The transformed double plasmids were as follows:

In order to further improve the stability of the yeast recombinant colony and the safety of our products, we knocked out the resistance genes on the two plasmids p426 and pTDH3 and integrated the plasmids without resistance genes into the yeast genome.

HXK2 and PTC1 genes are located on Chromosome VII and Chromosome IV in Saccharomyces cerevisiae S288C respectively. By referring to NCBI, we found that the replacement of these two genes had little influence on yeast growth and phycocyanin synthesis and its properties. We selected a sequence of these two genes (see table) and cloned them into expression box upstream in P426 and pTDH3, respectively. The cloned plasmids were digested with single enzyme and transferred into yeast. The homologous arms at both ends of the plasmid were combined with the corresponding gene sequences of yeast, and the genes on the plasmid were integrated into the yeast genome.
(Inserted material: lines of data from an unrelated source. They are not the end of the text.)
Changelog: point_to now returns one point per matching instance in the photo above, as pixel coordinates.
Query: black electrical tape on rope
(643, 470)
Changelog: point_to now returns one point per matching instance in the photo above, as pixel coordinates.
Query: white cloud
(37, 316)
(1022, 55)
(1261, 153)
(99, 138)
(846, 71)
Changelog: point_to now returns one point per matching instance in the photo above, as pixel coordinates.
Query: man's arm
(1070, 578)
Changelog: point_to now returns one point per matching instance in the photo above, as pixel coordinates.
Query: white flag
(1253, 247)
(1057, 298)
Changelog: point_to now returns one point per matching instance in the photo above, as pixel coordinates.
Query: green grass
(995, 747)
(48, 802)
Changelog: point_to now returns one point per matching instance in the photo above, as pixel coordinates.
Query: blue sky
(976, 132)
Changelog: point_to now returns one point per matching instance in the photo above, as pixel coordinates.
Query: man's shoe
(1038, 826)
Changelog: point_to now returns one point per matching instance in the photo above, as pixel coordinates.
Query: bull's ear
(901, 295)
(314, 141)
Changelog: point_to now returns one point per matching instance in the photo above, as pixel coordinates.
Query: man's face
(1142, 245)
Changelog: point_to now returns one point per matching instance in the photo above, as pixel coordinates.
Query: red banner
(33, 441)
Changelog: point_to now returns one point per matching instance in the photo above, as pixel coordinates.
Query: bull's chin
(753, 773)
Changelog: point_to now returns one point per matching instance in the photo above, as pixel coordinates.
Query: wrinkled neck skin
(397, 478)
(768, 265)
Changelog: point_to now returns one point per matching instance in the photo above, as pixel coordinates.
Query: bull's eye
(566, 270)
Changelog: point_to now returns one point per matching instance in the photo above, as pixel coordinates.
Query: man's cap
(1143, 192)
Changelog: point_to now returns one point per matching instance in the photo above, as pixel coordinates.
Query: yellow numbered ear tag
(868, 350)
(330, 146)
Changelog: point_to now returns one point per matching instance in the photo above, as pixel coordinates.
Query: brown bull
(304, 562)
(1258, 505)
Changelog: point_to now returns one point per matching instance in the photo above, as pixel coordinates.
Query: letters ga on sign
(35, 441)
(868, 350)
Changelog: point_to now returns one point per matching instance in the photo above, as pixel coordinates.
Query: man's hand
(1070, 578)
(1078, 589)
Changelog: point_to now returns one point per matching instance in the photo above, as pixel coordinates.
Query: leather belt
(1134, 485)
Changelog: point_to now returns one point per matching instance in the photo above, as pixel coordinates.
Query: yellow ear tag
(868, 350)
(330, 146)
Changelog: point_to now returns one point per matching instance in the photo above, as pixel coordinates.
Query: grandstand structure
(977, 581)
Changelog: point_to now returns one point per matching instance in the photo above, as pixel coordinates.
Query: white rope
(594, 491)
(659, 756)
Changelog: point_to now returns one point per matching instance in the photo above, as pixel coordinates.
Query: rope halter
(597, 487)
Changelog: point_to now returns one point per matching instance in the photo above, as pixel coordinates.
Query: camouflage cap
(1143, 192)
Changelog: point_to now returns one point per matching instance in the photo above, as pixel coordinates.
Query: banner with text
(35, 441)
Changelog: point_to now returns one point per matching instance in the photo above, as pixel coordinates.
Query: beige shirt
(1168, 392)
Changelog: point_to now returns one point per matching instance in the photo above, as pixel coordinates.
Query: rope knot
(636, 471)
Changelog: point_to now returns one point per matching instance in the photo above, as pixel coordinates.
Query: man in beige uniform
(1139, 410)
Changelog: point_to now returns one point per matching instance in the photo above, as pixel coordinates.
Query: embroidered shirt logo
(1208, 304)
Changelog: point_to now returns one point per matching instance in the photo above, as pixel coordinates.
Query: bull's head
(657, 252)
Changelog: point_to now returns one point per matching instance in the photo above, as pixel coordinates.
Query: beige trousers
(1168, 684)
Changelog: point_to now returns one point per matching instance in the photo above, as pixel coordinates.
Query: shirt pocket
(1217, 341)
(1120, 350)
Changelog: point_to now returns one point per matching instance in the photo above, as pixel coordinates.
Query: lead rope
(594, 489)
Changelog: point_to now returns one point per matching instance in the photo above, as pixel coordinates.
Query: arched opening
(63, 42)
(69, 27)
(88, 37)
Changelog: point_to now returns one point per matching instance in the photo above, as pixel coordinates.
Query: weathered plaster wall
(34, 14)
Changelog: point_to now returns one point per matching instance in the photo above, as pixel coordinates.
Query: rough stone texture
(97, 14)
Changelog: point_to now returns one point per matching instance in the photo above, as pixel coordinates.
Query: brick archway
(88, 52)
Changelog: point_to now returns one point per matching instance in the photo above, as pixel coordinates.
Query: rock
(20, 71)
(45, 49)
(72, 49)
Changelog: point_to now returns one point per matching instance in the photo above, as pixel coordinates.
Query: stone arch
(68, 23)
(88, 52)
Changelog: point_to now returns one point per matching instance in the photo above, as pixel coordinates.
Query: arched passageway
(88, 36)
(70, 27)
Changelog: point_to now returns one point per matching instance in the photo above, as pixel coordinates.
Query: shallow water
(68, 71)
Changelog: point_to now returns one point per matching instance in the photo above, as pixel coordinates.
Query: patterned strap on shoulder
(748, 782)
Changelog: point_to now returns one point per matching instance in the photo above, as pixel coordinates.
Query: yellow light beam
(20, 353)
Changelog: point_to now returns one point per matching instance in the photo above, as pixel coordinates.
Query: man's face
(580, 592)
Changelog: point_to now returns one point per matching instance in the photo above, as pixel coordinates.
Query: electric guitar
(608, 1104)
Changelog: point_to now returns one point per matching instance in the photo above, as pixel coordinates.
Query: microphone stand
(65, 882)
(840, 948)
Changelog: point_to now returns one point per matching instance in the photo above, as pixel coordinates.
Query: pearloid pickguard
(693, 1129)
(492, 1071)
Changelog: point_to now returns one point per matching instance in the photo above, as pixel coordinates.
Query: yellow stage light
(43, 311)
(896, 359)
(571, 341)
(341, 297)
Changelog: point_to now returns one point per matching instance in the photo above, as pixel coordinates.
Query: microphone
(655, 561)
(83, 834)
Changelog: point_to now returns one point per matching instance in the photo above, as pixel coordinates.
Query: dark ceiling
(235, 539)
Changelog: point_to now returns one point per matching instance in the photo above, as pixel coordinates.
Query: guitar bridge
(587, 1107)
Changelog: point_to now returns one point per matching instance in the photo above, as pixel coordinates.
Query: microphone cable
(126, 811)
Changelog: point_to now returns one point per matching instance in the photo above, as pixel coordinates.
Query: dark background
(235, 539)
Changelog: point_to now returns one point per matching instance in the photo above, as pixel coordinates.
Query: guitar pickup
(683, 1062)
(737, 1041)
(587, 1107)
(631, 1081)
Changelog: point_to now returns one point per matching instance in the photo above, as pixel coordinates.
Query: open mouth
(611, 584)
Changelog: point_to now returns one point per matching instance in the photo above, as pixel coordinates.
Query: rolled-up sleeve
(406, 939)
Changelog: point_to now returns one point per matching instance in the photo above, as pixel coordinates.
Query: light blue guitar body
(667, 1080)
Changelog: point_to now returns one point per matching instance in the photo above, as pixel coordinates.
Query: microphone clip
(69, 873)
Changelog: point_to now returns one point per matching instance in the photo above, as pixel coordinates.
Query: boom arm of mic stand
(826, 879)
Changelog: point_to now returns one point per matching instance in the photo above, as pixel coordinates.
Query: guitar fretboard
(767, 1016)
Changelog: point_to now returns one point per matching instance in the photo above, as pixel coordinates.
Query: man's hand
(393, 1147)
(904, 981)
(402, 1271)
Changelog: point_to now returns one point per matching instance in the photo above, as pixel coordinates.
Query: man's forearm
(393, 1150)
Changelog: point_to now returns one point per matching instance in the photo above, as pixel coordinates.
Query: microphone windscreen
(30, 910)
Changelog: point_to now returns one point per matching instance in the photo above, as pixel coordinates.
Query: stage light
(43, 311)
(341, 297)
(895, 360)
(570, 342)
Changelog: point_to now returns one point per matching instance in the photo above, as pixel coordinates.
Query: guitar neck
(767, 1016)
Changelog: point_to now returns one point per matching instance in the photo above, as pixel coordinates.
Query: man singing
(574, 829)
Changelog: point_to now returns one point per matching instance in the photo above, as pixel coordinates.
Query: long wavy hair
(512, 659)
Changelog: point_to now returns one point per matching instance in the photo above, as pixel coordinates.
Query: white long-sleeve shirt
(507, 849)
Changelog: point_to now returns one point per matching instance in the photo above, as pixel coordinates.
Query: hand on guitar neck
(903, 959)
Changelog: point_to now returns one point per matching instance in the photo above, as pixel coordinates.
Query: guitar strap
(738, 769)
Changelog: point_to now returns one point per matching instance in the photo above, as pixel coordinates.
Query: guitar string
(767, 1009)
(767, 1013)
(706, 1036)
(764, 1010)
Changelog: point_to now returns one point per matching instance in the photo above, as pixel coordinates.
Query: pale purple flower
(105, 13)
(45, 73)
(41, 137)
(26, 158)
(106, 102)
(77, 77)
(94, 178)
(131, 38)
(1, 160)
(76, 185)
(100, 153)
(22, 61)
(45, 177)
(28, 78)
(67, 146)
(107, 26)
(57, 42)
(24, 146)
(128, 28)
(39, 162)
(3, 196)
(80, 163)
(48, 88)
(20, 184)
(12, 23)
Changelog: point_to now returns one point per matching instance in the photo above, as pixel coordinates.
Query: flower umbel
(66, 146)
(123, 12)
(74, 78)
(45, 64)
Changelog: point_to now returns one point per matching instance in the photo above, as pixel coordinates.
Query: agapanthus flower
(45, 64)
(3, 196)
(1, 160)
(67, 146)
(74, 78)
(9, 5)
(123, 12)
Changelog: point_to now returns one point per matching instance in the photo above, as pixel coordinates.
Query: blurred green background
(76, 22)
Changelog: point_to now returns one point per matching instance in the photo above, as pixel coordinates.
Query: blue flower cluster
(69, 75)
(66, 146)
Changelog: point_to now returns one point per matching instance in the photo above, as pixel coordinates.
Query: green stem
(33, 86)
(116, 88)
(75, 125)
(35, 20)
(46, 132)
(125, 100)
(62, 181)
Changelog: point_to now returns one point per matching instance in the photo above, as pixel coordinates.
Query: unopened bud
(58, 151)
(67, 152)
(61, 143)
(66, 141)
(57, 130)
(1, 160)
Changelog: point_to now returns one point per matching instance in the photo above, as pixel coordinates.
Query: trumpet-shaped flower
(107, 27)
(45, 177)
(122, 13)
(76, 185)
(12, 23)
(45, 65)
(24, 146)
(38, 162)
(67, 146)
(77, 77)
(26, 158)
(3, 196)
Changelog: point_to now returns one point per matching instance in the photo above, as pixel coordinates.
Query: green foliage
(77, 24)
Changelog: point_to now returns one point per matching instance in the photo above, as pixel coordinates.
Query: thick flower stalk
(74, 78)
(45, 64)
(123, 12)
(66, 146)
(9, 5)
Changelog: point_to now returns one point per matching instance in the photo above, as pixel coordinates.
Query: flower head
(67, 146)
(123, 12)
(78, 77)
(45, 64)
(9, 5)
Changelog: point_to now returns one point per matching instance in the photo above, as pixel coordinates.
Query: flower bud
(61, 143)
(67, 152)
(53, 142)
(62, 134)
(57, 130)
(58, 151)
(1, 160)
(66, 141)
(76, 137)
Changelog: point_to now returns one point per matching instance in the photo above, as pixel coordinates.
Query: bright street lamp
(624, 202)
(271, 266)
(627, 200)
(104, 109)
In Saccharomyces cerevisiae, through constructing the biosynthesis pathway of phycocyanin from Synechococcus lividus, we have achieved the constituent biosynthesis of phycocyanin and phycocyanin α-subunit. In order to discuss the theoretical possibility of further improve the thermal stability of our product, site-directed mutagenesis techniques was applied to modify the key amino acid sites. Comparing amino acid sequence of phycocyanin α-subunit between Synechococcus sp. PCC 6715 and Synechocystis sp.PCC 6803,we found 40 different sites might related to thermal stability.

[ Protein sequence ]

5	10	15	20	25	30	35	40
MKTPI	TEAIA	AADTQ	GRFLS	NTELQ	AADGR	FKRAV	ASMEA
ARALT	NNAQS	LIDGA	AQAVY	QKFPY	TTTMQ	GSQYA	STPEG
KAKCA	RDIGY	YLRMV	TYCLV	AGGTG	PMDEY	LIAGL	AEINS
TFDLS	PSWYV	EALKY	IKANH	GLSGQ	AAVEA	NAYID	YAINA	LS

Taking Synechococcus amino acid sequence of phycocyanin α-subunit as template. The 40 different sites were directed mutated respectively by I-Mutant website to predict protein stability changes upon mutations. The change value of the mutant’s free energy is calculated according the formula of △△G = △G (mutant) −△G (wild-type strain). For instance, the L (in position 115) was mutated to T because T was predicted the most stable whose △△G equals -4.84 kcal/mol.